The analysis included 1,129,025 eligible women, whose average age at study entry was 56.6 years. At last contact, 55% were ever users of HRT and 35% were current users. Total follow up was 4.05 million woman-years of follow-up, and over this time there were 15,759 incident breast cancers: 9632 (61%) were in HRT ever users and 7107 (45%) in current users. The analysis confirmed the results of that previously published from MWS, with larger numbers: users had an increased risk of breast cancer – for current users the relative risk (RR) compared to never users was 1.68 (95% CI 1.64 to 1.72). Overall risk for past users was increased (RR 1.08; 95% CI, 1.04 to 1.12) however this was concentrated in the first few years after discontinuation: it was slightly raised at two years and had disappeared by four years from discontinuation.

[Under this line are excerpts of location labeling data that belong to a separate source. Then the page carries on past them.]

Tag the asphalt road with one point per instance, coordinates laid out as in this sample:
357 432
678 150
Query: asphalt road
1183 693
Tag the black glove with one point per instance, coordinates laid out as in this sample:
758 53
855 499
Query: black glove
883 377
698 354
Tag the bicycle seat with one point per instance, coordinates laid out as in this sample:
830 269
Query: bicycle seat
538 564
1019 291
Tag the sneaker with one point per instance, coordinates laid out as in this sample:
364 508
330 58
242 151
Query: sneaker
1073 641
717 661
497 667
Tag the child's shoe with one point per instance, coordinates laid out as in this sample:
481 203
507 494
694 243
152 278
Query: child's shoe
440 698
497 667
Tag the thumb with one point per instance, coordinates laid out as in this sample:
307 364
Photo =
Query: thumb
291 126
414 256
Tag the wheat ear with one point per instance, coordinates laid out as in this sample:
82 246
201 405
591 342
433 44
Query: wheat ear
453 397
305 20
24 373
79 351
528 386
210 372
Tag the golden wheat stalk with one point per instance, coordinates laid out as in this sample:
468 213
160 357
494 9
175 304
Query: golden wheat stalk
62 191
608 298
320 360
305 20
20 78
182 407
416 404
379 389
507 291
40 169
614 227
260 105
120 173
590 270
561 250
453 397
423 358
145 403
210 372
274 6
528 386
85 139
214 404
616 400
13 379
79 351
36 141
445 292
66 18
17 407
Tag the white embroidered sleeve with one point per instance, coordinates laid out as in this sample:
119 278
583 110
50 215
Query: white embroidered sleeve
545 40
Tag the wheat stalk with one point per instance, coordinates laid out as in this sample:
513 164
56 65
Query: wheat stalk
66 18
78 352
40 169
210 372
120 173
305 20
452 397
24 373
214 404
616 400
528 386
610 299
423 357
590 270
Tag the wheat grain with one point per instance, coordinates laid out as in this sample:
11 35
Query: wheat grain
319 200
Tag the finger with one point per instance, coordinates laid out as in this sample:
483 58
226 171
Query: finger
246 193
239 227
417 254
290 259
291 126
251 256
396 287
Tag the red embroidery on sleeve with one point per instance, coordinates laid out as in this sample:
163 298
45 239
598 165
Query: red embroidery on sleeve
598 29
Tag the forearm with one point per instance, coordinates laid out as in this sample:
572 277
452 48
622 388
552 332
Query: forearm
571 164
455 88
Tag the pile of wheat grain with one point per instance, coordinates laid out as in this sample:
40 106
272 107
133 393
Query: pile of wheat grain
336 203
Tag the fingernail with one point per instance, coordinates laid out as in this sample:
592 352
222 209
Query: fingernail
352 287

Both oestrogen-only and combined HRT were associated with increased risk, as was tibolone. The increase in risk for oestrogen-only use was less than that for combined preparations (RR 1.38; 95% CI 1.32 to 1.44, vs. RR 1.96; 95% CI 1.90 to 2.02). Use at or shortly after menopause was associated with increased risk both for oestrogen-only and combined HRT. Among current users of oestrogen-only formulations, there was little or no increase in risk if use began 5 years or more after menopause (RR = 1.05, 95% CI 0.89 to 1.24), but risk was statistically significantly increased if use began before or less than 5 years after menopause (RR = 1.43, 95% CI 1.35 to 1.51). A similar pattern was observed among current users of combined formulations (RR = 1.53, 95% CI = 1.38 to 1.70, and RR = 2.04, 95% CI = 1.95 to 2.14, respectively).

The authors conclude that they found substantial heterogeneity in the risk of breast cancer among HRT users. Combined HRT was associated with greater risk than oestrogen-only, and starting at or close to the menopause with greater risk than later. They note differences between their study population and others, most notably that of the US Women’s Health Initiative.